Of all the greenkeepers questioned, only 4% currently buy in compost derived from garden trimmings such as grass cuttings, pruning and leaves, proving that in this particular industry, the use of recycled material has not yet reached its potential.
The main reasons stated for not using this type of compost related to lack of knowledge about the product, uncertainty over where to purchase it, and concerns that the quality might not be of a high standard.
Maggie responded to these concerns: "WRAP is helping to ensure that composted products are of a high quality and, working alongside The Composting Association (TCA), we played a key role in the launch of an industry standard (BSI PAS 100) in 2002 which gives end users the guarantee that the compost is of the highest quality."
"On our website www.wrap.org.uk, we have a list of quality assured suppliers on the Composting Association certification scheme which allows greenkeepers to find their nearest supplier. Visitors to the site can also find out about projects that have already used these materials successfully and download further information about how to get the best use out of compost for greenkeeping and ground maintenance applications.

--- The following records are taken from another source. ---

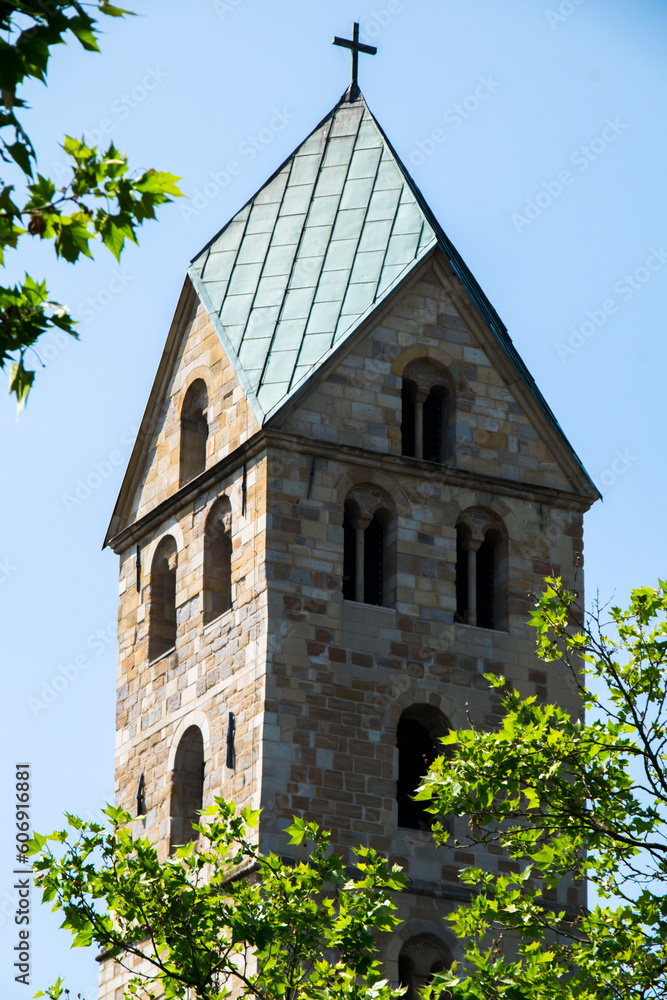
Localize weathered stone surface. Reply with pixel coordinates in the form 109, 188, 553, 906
100, 254, 590, 1000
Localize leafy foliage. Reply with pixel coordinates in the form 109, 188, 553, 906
0, 0, 180, 407
30, 798, 404, 1000
418, 579, 667, 1000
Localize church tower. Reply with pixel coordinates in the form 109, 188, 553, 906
100, 48, 597, 1000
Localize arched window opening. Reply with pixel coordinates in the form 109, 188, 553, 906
342, 496, 393, 606
401, 359, 455, 462
148, 535, 177, 660
401, 379, 417, 458
398, 934, 452, 1000
203, 497, 232, 623
364, 512, 384, 606
477, 531, 496, 628
455, 524, 470, 622
396, 705, 450, 830
422, 386, 447, 462
455, 512, 507, 629
343, 500, 359, 601
180, 378, 208, 486
169, 726, 205, 852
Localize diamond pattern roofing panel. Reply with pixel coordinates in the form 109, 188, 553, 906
189, 91, 594, 489
190, 99, 437, 414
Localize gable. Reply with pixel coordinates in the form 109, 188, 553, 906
270, 253, 596, 500
105, 281, 259, 544
189, 93, 436, 415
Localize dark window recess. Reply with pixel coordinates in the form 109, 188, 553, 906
396, 718, 438, 830
343, 511, 357, 601
398, 955, 416, 1000
401, 382, 417, 458
364, 517, 384, 604
477, 538, 495, 628
170, 726, 205, 851
423, 389, 444, 462
148, 556, 176, 660
204, 518, 232, 622
456, 532, 468, 622
180, 378, 208, 486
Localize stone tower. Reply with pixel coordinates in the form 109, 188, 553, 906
100, 89, 597, 1000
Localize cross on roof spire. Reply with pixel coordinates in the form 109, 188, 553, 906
333, 21, 377, 101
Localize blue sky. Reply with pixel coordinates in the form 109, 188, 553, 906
0, 0, 667, 1000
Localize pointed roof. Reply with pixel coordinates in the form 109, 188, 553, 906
189, 91, 438, 423
188, 87, 600, 496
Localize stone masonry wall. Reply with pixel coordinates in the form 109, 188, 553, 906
131, 305, 258, 520
100, 258, 591, 1000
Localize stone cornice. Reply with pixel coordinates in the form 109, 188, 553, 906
105, 428, 593, 553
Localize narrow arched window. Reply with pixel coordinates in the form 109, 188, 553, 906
343, 500, 359, 601
398, 934, 452, 1000
148, 535, 176, 660
401, 379, 417, 458
169, 726, 204, 851
364, 511, 385, 605
396, 705, 449, 830
203, 497, 232, 623
477, 531, 496, 628
180, 378, 208, 486
342, 495, 393, 606
401, 358, 456, 462
454, 512, 508, 629
455, 524, 470, 622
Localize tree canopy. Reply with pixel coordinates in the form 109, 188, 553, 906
31, 798, 405, 1000
418, 579, 667, 1000
0, 0, 180, 405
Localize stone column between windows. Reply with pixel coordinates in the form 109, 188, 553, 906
354, 514, 373, 604
415, 389, 428, 458
468, 538, 482, 625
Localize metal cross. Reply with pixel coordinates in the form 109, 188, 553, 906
333, 21, 377, 100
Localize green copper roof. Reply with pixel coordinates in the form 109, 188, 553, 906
189, 98, 437, 416
188, 88, 599, 496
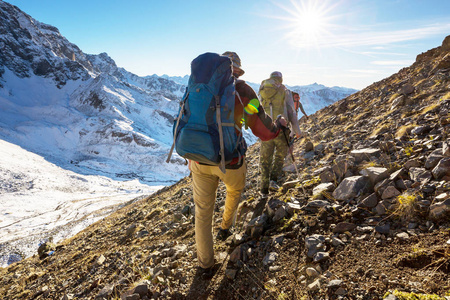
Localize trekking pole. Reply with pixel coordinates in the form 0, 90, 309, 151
281, 127, 300, 180
281, 116, 306, 197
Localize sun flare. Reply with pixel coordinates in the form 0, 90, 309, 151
284, 0, 333, 48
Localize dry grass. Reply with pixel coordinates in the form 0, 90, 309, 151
420, 103, 439, 115
395, 124, 417, 139
441, 92, 450, 100
392, 192, 420, 221
371, 124, 393, 137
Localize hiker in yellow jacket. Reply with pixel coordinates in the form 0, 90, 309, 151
259, 71, 302, 196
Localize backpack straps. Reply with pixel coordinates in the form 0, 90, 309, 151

Maggie added: "Our research has shown that there is still a long way to go before compost is established as the material of choice for the UK's greenkeepers. We would encourage greenkeepers to try the product for themselves to see the range of benefits."
For more information on WRAP call 0808 100 2040 or visit www.wrap.org.uk.
· 59 Head Greenkeepers from golf courses across the UK were contacted as part of this research.
· All respondents were selected at random from the BIGGA Golf Directory 2003/2004.
· The telephone survey was conducted from 8 - 13 January 2004.